Here's a quickie reply to Jeff Atwood's blog posts on the decay of software:
Why does software spoil?
Are Features the Enemy?
Of course, what he's talking about in these last two posts is basically endemic to the way in which packaged software is sold. It's not the very nature of software, packaged software is sold as a physical good, but it's not.
All of this feature bloat is an attempt to justify future sales, but sometimes problems arise from below as well. For all the "stableness" of packaged product it's all running on shaky ground. Hardware and software are evolving so quickly that even stable software will die. But that's the fundamental problem!
Building and then packaging software is analogous to building a house on top of a sand-dune and then selling the house. When the house inevitably crumbles we run out and sell a new house. Of course, the crumbling may have nothing to do with the quality of the house itself, it's just that you built it on a fricken sand dune!
This is why we need to move to subscription-based software services. I can't buy software for $100 today and simply expect it to function correctly on my new computer 10 years from now. Software isn't like a shovel or a bed or a fridge. Software is organic, it grows, it evolves, it lives within an eco-system of other related software.
For software to grow correctly, we need to move to a subscription model so that we can afford to keep programmers as tenders of the garden as well as tillers of the new land. Right now, we're not tending our gardens. The packaged software guys are being constantly forced to till new soil with no one left behind to tend gardens. But again, this is because we're pretending that selling software is like selling a shovel.

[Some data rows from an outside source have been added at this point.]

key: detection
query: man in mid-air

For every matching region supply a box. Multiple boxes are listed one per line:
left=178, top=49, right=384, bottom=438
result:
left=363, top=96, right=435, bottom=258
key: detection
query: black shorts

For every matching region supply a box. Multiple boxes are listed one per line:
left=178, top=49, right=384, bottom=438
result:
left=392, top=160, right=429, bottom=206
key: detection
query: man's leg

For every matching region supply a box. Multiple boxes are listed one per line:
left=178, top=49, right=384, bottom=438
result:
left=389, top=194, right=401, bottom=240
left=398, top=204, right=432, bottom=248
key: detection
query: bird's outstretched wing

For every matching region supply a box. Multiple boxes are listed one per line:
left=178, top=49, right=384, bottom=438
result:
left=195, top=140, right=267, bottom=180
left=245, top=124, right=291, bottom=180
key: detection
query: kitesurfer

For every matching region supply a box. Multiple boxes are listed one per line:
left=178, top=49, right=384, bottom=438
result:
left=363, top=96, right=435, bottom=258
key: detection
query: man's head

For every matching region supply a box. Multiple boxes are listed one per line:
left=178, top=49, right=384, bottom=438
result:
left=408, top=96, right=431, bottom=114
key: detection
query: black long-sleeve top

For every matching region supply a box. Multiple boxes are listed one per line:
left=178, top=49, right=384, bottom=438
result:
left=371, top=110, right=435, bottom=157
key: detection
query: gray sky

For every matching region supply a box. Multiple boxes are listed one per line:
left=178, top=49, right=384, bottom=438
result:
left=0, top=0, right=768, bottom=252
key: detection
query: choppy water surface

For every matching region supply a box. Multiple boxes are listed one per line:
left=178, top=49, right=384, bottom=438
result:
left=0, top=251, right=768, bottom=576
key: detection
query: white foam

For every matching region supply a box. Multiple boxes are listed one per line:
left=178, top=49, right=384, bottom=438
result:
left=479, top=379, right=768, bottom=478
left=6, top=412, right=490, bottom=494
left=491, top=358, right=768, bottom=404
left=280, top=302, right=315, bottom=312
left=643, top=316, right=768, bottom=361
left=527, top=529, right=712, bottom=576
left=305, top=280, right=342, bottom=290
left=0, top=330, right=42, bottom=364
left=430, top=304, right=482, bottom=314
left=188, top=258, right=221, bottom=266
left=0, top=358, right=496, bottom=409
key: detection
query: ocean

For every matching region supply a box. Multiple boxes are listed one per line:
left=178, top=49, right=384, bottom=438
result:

Good software doesn't need to spoil, instead it needs to be sold in a way that will allow it grow and to be tended. Maybe I'm just a dreamer, but imagine a world where Quicken charged an annual software fee? Then instead of "sun-setting" features, they'd just extract cash for keeping their software up to date and ensuring that it satisfies current/future customer needs.
It'd probably be a better software world, it's just a long ways off.
2 comments:
Good stuff.
BTW - Quicken did offer a subscription service around 2003 (a few bucks a month), but dropped it after a couple of years due to lack of interest.
Tim
Good stuff.
BTW - Quicken did offer a subscription service around 2003 (a few bucks a month), but dropped it after a couple of years due to lack of interest.